- Episode no.: Season 36 Episode 16
- Directed by: Mike Frank Polcino
- Written by: Cesar Mazariegos
- Production code: 36ABF07
- Original air date: April 13, 2025

Guest appearances
- Beverly D'Angelo as Lurleen Lumpkin; Jon Lovitz as Artie Ziff; Tim Meadows as himself;

Episode chronology
| ← Previous "The Last Man Expanding" | Next → "Yellow Planet" |
- The Simpsons season 36

= P.S. I Hate You (The Simpsons) =

"P.S. I Hate You" is the fourteenth episode of the thirty-sixth season of the American animated television series The Simpsons, and the 785th episode overall. It aired in the United States on Fox on April 13, 2025. The episode was written by Cesar Mazariegos and directed by Mike Frank Polcino.

In this episode, Marge is blackmailed when the hateful letters she writes about the townsfolk are stolen. Beverly D'Angelo, Jon Lovitz, and Tim Meadows guest starred. The episode received positive reviews.

==Plot==
Helen Lovejoy catches Marge shopping at the dollar store for utensils for her birthday party because she spent most of her money on food. After Helen insults Marge for shopping there, an angry Marge drives home, goes into her bedroom, and returns with a happy attitude. The family wonders what she does to calm herself down.

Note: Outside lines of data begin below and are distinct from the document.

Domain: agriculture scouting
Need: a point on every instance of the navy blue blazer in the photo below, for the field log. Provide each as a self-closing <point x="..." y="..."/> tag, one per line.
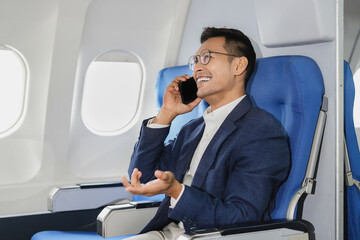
<point x="238" y="174"/>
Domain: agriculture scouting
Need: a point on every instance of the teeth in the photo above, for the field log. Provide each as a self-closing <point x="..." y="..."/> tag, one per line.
<point x="203" y="79"/>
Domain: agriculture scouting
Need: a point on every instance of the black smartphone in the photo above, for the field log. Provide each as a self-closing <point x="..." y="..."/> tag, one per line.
<point x="188" y="90"/>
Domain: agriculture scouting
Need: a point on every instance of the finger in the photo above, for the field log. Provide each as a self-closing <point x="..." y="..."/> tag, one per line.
<point x="194" y="103"/>
<point x="134" y="177"/>
<point x="125" y="182"/>
<point x="160" y="175"/>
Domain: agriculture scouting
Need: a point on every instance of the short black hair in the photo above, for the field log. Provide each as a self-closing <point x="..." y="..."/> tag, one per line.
<point x="236" y="42"/>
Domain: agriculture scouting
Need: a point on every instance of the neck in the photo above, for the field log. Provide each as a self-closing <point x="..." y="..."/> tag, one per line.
<point x="220" y="102"/>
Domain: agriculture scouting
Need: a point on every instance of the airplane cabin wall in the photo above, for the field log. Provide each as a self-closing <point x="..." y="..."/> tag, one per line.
<point x="352" y="52"/>
<point x="59" y="39"/>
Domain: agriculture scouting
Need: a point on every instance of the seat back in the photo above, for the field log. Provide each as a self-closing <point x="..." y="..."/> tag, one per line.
<point x="291" y="89"/>
<point x="350" y="134"/>
<point x="165" y="77"/>
<point x="352" y="163"/>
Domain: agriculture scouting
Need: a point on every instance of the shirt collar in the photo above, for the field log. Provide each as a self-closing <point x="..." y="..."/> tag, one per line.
<point x="217" y="116"/>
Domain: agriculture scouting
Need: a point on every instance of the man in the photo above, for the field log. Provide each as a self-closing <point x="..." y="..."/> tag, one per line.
<point x="231" y="161"/>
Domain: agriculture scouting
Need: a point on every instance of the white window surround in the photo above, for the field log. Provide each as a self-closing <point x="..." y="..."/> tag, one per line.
<point x="111" y="93"/>
<point x="14" y="78"/>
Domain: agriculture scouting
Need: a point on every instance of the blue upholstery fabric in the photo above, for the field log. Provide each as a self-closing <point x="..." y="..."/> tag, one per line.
<point x="292" y="82"/>
<point x="353" y="193"/>
<point x="296" y="85"/>
<point x="166" y="76"/>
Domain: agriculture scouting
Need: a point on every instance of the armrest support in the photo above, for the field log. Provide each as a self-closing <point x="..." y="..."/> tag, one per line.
<point x="86" y="196"/>
<point x="125" y="219"/>
<point x="295" y="230"/>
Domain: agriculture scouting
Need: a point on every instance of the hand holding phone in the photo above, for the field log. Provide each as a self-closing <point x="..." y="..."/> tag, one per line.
<point x="188" y="90"/>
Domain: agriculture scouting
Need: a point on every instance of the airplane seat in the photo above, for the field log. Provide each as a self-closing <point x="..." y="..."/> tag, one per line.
<point x="291" y="88"/>
<point x="352" y="163"/>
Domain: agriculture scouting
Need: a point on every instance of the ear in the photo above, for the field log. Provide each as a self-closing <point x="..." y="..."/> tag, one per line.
<point x="240" y="65"/>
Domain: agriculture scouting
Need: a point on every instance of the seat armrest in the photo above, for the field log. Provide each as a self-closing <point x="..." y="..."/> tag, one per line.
<point x="276" y="229"/>
<point x="86" y="196"/>
<point x="125" y="219"/>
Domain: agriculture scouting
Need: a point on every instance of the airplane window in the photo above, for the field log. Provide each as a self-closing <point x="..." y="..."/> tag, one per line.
<point x="13" y="78"/>
<point x="357" y="99"/>
<point x="111" y="93"/>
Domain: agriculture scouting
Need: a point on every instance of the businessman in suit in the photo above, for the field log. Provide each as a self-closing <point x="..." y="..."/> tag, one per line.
<point x="223" y="168"/>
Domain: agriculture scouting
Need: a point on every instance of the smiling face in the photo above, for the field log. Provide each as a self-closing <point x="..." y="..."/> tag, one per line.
<point x="220" y="81"/>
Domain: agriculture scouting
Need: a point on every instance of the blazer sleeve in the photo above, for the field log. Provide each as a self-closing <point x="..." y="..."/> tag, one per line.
<point x="150" y="153"/>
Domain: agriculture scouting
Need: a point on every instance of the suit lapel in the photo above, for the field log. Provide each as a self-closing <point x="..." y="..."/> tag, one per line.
<point x="226" y="128"/>
<point x="189" y="148"/>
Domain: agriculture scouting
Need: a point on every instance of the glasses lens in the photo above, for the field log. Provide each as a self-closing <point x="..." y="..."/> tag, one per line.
<point x="205" y="56"/>
<point x="192" y="62"/>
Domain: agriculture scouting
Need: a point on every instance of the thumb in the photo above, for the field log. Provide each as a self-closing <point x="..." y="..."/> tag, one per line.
<point x="161" y="175"/>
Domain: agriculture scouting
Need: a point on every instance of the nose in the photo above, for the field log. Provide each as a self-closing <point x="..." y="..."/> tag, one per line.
<point x="198" y="67"/>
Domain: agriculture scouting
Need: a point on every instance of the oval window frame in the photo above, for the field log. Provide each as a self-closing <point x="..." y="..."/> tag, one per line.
<point x="15" y="125"/>
<point x="120" y="56"/>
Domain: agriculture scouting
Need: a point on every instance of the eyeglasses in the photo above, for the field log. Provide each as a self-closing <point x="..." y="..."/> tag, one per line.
<point x="204" y="56"/>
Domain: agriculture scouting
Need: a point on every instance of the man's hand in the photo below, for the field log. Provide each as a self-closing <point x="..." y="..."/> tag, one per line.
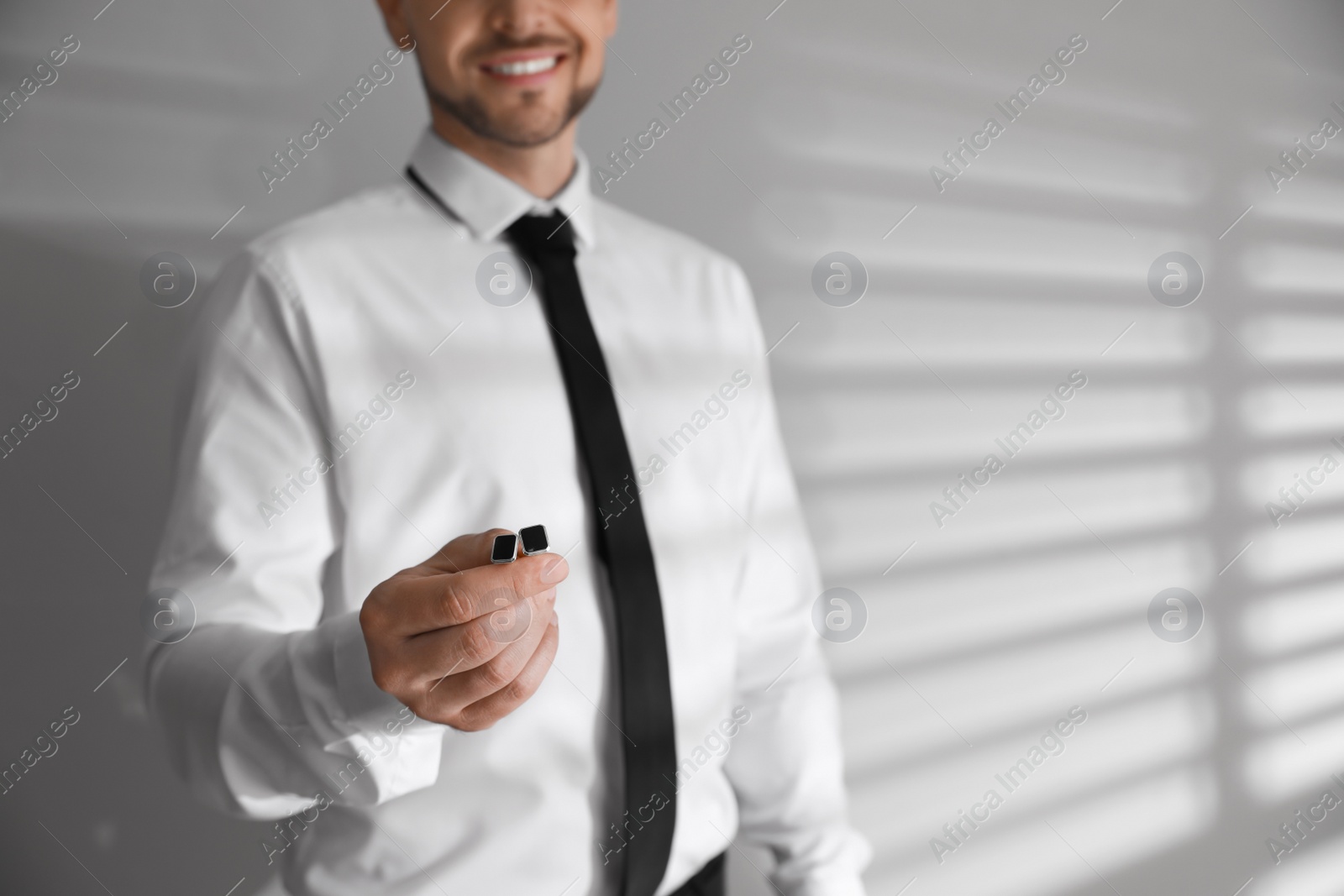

That evening, her party is held in the backyard with the entire town in attendance while Shauna Chalmers babysits the town's children in the living room. Mayor Quimby declares Marge "the nicest lady in Springfield". The next day, Marge discovers her secret box of hateful letters has gone missing. She tells her family she learned a method of releasing her anger by writing a hateful letter to her offender and storing it in a box. She receives a message telling her to pay $5,000 for the letters, or they would be publicly released.

With the police unable to help and unwilling to lose her reputation, Marge goes to Patty and Selma for money, but they refuse and tell her to release her anger occasionally. At the deadline, Homer tells the blackmailer they refuse to pay. Attending church service, Helen reads the letter that Marge wrote to her after it was left on her door that morning, but her name has been removed. Helen accuses Agnes Skinner of writing it, but she denies it and forces Principal Skinner to fight Reverend Lovejoy. Marge receives another message telling her she has one hour before the letters are released. Hearing a familiar phrase, she realizes that Shauna stole the letters after Marge prevented Shauna from eating the party food. Shauna and Jimbo decided to hold the letters for ransom so they could run away together.

Knowing Shauna is not at home, Marge and Homer go to her house. While Marge distracts Superintendent Chalmers, Homer sneaks into Shauna's room and retrieves the box. They discover the letters are not in the box but encounter Shauna and Jimbo with the letters. Marge pursues Shauna to a rooftop while Homer fights Jimbo. Shauna holds the backpack of letters off the roof, threatening to drop them into the parade happening on the street below. She admits she was impressed with the letters until she read the one about herself. When asked why Marge saves them, she says they bring her peace. Shauna trips over the ledge, and Marge grabs Shauna with one hand and the letters in the other. She releases the letters to save Shauna, who apologizes. The townsfolk below read the letters. Marge apologizes to them for keeping her feelings to herself. They accept Marge for being an emotionally complex person.

==Production==
Starting with this episode, Mo Collins took over the role of Jimbo Jones from Pamela Hayden who announced her retirement earlier in the season.

Beverly D'Angelo reprised her role as Lurleen Lumpkin. D'Angelo previously voiced this character in the third season episode "Colonel Homer" and the nineteenth season episode "Papa Don't Leech". Actor Tim Meadows appeared as himself.

==Reception==
===Viewing figures===
The episode earned a 0.16 rating and was watched by 0.59 million viewers, which was the second-most watched show on Fox that night.

===Critical response===
John Schwarz of Bubbleblabber gave the episode an 8.5 out of 10. He thought the episode was "compelling dramatic fare" after a slow start and highlighted the direction by Mike Frank Polcino. He thought Mo Collins performed well copying Pamela Hayden's Jimbo and wanted Collins to voice new characters. Marisa Roffman of Give Me My Remote liked that Marge had a healthy way of relieving her anger and liked the dynamic between her and Shauna.

Brandon Zachary of Screen Rant noted that Marge has not been "The Worst Simpson" since the Season 23 episode "At Long Last Leave" and said the story was "so sweet for Marge and the town in general." He concludes by saying, "This extends to modern seasons of The Simpsons, where Marge has become a much more central character. Many of the most emotional episodes of Seasons 35 and 36 have focused on Marge, highlighting her as an independent woman, while also being a wife and mother." Nick Valdez of Comicbook.com ranked the episode third on his list of all episodes of the season. He considered it a reinvention of the Marge character, saying, "It simply has all the ingredients you could want in an effective Marge episode."